Returning a Result to the client

Finally, my Redis implementation can return a result matching the Redis spec to the client based on which command it executed.

module Redis
  class Command
    # ...
    def as_bulk_string(message)
      "$#{message.length}\r\n#{message}\r\n"
    end

    def as_simple_string(message)
      "+#{message}\r\n"
    end

    def null_string
      "$-1\r\n"
    end

    def encoded_response
      case type
      when 'PING'
        as_simple_string('PONG')
      when 'SET'
        as_simple_string('OK')
      when 'ECHO'
        as_bulk_string(value)
      when 'GET'
        # if able to retrieve a value associated with the key from storage,
        # return it as a bulk string
        # else return a null string
        retrieved_value = get(key)
        retrieved_value ? as_bulk_string(retrieved_value) : null_string
      end
    end
  end

  class Server
    # ...
    def respond(monitor, command)
      monitor.io.write_nonblock(command.encoded_response)
      monitor.interests = :r
      monitor.value = proc { read_command(monitor, CommandBuilder.new(Reader.new(monitor.io))) }
    rescue IO::WaitWritable
    end
  end
end

What I’ve Learned

Though I set out on this project to learn more about concurrency, I think I learned the most about IO. Using non-blocking IO added the additional requirement of needing to save the progress of reading the command if an IO error is raised before the entire command is read.

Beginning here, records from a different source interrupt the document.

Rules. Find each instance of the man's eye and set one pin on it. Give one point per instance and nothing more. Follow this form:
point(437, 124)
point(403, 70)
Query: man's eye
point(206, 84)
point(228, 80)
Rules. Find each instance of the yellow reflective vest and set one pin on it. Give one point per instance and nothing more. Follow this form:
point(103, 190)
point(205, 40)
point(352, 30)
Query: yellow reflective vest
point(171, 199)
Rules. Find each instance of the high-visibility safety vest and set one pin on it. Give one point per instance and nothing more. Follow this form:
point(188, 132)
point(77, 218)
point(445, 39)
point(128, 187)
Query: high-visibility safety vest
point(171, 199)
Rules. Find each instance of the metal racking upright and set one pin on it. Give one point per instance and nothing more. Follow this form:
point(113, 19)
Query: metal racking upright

Using a state machine to track that progress feels like a pretty elegant solution, though it took some iteration to get there. Another complication was that reading an entire command required reading multiple lines and parsing their contents, but I feel like a lot of IO examples I’ve seen previously were limited to reading from a stream line by line.

My full implementation is located here and I am looking forward to expanding it to capture more of the full functionality of Redis. Thanks for reading!